The shadows of these likes can be caught in the statistics for the Christmas season. The average home spends about £620 at Christmas – about £400 on gifts, £150 on food and drink and £70 on socialising. The total spend (adjusted for inflation) has decreased slightly over the last ten years. Nevertheless mental health charities report that many worry about this cost which is often met by taking risky levels of credit. As a knock-on, financial worries can have an impact on mental health and lead to serious problems such as stress, anxiety and depression.
The social pressures of Christmas can be very difficult as well and early January is the busiest time of year for divorce lawyers.
I am writing this in mid November two weeks before the start of Advent when the church will start to think about the child born at Bethlehem, his coming and the ultimate expectation of God rescuing all of creation. In former times Christmas carols would not have been sung before Christmas Eve. Now however the “Christmas season” has already been ushered in with the seasonal competition between supermarkets and department stores.
What might help us to stay grounded in the story of Jesus’ birth this Advent and Christmas?
Last December I attended a Carol Service for “Crisis” the charity for single homeless people. Whilst offering support all year at Christmas they provide companionship and support to tackle loneliness and isolation, and help people take their first steps out of homelessness in London, Newcastle and Edinburgh. At the service someone who had been a volunteer with the project for the last few years spoke in a moving way. They told of the powerful experience of helping others at Christmas which had helped them to see life and Christmas in a new way.
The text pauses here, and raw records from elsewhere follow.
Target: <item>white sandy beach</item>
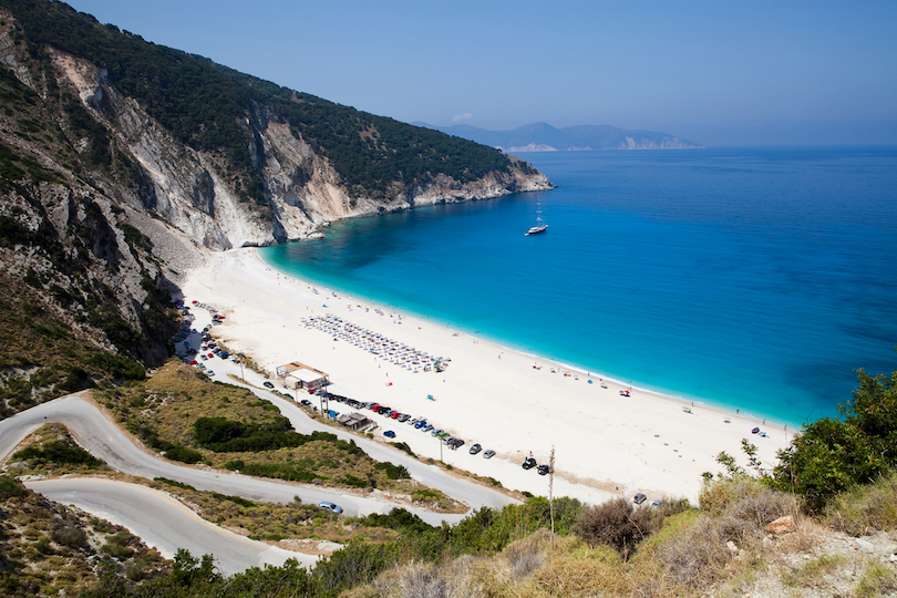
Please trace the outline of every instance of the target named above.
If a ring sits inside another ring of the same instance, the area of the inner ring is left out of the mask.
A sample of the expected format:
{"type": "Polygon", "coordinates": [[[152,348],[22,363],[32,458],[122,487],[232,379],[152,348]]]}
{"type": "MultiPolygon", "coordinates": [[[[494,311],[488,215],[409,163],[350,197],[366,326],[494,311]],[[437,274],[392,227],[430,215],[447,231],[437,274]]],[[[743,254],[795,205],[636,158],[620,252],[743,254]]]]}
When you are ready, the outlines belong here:
{"type": "MultiPolygon", "coordinates": [[[[685,413],[681,401],[622,386],[584,372],[553,373],[556,364],[475,339],[386,308],[378,313],[369,301],[298,280],[268,267],[255,249],[207,256],[183,285],[187,302],[214,305],[226,316],[214,334],[231,350],[250,355],[274,378],[275,368],[300,361],[330,375],[331,391],[359,401],[378,401],[426,420],[467,444],[443,460],[457,467],[499,480],[505,487],[548,495],[548,477],[524,471],[529,453],[548,463],[556,455],[555,496],[598,503],[614,495],[643,492],[694,501],[702,472],[719,472],[714,456],[725,451],[741,464],[741,440],[759,447],[771,467],[775,452],[794,430],[697,404],[685,413]],[[323,306],[327,307],[323,307],[323,306]],[[369,308],[369,309],[365,309],[369,308]],[[331,313],[431,355],[451,358],[442,373],[413,372],[389,363],[343,340],[309,328],[303,318],[331,313]],[[401,323],[398,323],[401,321],[401,323]],[[499,357],[501,355],[501,357],[499,357]],[[588,380],[592,380],[589,383],[588,380]],[[427,399],[433,395],[434,400],[427,399]],[[725,423],[728,417],[731,423],[725,423]],[[760,426],[767,437],[752,435],[760,426]],[[474,442],[497,455],[470,455],[474,442]]],[[[336,403],[338,411],[348,409],[336,403]]],[[[388,422],[365,412],[383,430],[394,430],[421,456],[440,458],[441,443],[408,424],[388,422]]],[[[382,437],[382,436],[381,436],[382,437]]]]}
The speaker, who was not a person of faith, had not abandoned seasonal preparations, food, friends etc - but spoke of how life had been enriched by a new perspective.
What simple action or prayer or verse of scripture might, if held steadily in the coming days, enable you to find or be found afresh by God’s love?
This Christmas may we truly know the joy of the child born into the midst of our lives and celebrate his presence in the year ahead.